I think that semantic design/development is hard and that's why people end up with jumbled messes of things. Commenting code is hard too, that's why most developers don't do it. We're not here because the DOM is crazy. We're here because the DOM is crazy and developers are too lazy/taxed/forced to do it the quick and dirty way instead of the way that works ideologically and is generally accepted as a best practice.

I agree that this is a realist vs. an idealist discussion, though. It's a very mild version of the gun control argument - the idealist in me thinks nobody should need guns, the realist in me realizes that people should be able to have them.

I like reading opinions and ideas on programming from the past and contrasting them to the current state of things. I wonder how the author sees things 10 years later.
I love that this highly opinionated article about the correct way to write css is styled just hideously.
CSS is getting variables: https://developer.mozilla.org/en-US/docs/Web/CSS/Using_CSS_v... and I cannot wait to use them. This is the main reason I will be pushing to stop supporting all versions of IE. If you don't like them, you don't have to use them. But I'll give an example of why they are super super handy and long overdue.

Let's say I want to enforce a color palette across my app. I define color variables, and only use those predefined color variables. If the palette changes, I just change the variable, and everything changes. Great, an easy way to have simple and consistent colors on a large project with multiple devs. Even better, I can do this now, with prepocessors like SCSS. After years of using it in an increasingly large project I have zero regrets, I only wish we did it sooner.

But think of this further use case: we want to have different color palettes based on different situations. For the same markup. We want the user to be able to toggle between dark mode and light mode. We want to change the colors when the user is printing something (especially in dark mode). I can't do this in SCSS directly without native CSS variables. I have to compile multiple CSS files from our source ahead of time, and dynamically switch between them, which feels like a hack and causes a lag while the files are fetched.

With CSS variables, I can change the variable to another value inside a certain class. So to toggle between light or dark mode I can just add a class to the body element on the page. I can use the print @media rule to change the variable values when printing. I can do the same with sizes based on the screen dimensions.
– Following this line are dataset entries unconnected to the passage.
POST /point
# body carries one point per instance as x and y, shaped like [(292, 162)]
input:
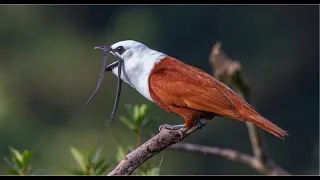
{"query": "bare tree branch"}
[(153, 146), (228, 71)]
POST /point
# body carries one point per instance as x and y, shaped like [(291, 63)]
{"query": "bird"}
[(182, 89)]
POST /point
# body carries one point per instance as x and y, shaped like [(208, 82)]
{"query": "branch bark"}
[(228, 71), (153, 146)]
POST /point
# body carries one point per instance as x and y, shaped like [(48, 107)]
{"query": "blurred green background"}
[(48, 70)]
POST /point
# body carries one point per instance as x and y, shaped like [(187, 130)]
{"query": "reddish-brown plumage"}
[(193, 94)]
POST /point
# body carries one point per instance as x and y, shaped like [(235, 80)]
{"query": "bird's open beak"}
[(110, 50), (104, 68)]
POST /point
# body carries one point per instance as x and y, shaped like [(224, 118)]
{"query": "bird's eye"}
[(120, 49)]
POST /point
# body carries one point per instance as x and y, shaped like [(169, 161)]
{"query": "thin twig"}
[(153, 146)]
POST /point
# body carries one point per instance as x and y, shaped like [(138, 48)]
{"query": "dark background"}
[(48, 69)]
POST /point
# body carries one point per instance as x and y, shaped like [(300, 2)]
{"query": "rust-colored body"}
[(193, 94)]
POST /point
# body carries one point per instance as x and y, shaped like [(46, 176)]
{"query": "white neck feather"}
[(137, 69)]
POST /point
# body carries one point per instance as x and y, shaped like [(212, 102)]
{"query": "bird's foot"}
[(179, 128), (201, 123)]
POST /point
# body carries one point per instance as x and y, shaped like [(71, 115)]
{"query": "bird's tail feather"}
[(249, 114)]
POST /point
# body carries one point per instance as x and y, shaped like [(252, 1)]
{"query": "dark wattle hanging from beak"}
[(104, 68)]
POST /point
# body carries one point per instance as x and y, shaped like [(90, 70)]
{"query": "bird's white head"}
[(138, 62)]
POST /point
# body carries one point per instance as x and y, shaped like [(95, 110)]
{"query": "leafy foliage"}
[(19, 164), (92, 163)]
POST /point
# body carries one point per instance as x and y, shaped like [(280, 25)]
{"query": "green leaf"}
[(17, 157), (11, 164), (99, 164), (129, 108), (77, 172), (79, 158), (143, 109), (96, 155), (27, 155), (126, 122), (135, 113), (12, 172), (102, 170)]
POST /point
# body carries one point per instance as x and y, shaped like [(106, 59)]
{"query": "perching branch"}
[(153, 146), (231, 155), (228, 71)]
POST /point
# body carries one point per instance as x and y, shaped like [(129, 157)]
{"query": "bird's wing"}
[(179, 84)]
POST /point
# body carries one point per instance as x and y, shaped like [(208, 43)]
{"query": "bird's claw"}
[(178, 128), (201, 123)]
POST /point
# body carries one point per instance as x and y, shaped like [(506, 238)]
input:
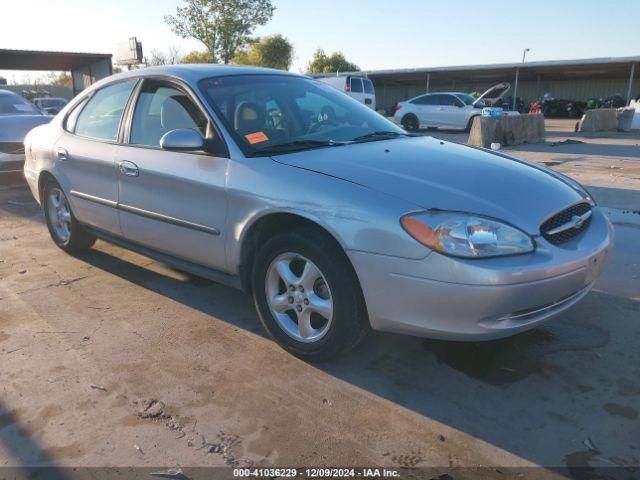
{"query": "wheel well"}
[(42, 180), (265, 228)]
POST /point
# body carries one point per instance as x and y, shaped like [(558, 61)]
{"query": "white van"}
[(357, 87)]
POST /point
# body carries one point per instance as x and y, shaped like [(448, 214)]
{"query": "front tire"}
[(65, 230), (307, 295)]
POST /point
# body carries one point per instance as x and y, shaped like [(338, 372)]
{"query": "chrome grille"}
[(558, 229)]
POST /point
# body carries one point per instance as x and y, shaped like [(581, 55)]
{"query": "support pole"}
[(515, 89), (629, 88)]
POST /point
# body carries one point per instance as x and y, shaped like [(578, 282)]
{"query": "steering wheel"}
[(326, 117)]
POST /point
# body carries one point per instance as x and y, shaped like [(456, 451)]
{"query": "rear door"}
[(85, 154), (172, 201)]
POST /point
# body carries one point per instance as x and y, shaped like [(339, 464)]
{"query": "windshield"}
[(264, 112), (466, 98), (11, 104)]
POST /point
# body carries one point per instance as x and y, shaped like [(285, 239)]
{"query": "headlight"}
[(466, 235)]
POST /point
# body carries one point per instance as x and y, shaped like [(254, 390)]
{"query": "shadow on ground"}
[(546, 387)]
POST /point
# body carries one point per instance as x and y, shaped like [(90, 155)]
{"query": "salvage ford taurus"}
[(335, 219)]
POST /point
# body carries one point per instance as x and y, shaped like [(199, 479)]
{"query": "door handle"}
[(128, 169)]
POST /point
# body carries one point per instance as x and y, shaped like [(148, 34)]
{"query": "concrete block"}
[(599, 120), (507, 130)]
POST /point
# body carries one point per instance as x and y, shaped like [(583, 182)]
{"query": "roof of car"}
[(195, 72), (9, 93)]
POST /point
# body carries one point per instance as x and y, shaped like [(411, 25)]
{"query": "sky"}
[(374, 34)]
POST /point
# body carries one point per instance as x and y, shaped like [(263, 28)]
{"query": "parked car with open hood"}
[(334, 222), (450, 110), (17, 117), (360, 88)]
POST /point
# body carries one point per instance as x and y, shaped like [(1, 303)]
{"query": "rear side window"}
[(100, 117), (368, 87), (356, 85)]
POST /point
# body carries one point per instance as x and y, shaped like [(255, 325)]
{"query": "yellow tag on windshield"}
[(257, 137)]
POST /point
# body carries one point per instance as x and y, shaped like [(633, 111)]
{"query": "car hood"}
[(13, 128), (432, 174), (494, 93)]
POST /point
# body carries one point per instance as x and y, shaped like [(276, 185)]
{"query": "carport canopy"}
[(85, 68)]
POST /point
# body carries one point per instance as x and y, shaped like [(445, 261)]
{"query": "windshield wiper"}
[(296, 145), (381, 134)]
This is so simple and clear. When devs are maintaining or adding code they don't need to think about it. Just use the right variable and everything will work out. The alternative to using variables (the new CSS ones or by generating multiple stylesheets using CSS preprocessor variables) is to redefine all the styling that you need to change under a new class. So I have a stylesheet for a feature, then a smaller one that changes all the colors for that feature when the "dark-mode" class is on the body tag, and another for @media print. And then every dev needs to be aware of that and maintain and check all 3 versions whenever they make a change.

Needless to say, I entirely disagree with this article :) I don't think I am the only one who has struggled to understand why CSS is so difficult to use. We've had a few decades to refine it, we should be in a better place by now.

You can use them now with PostCSS if you don't mind restricting your variables to the root level (it can't polyfill the cascading nature).

You could also use them natively if you don't care about IE, which is becoming more and more reasonable.

CSS variables are useful if you're a professional web developer. But I would say websites are excessively designed now, especially the kind of ones I visit (other than this).

It's pretty incredible just what an arms race web design is. Web browsers should really not be chugging, ever, in 2018.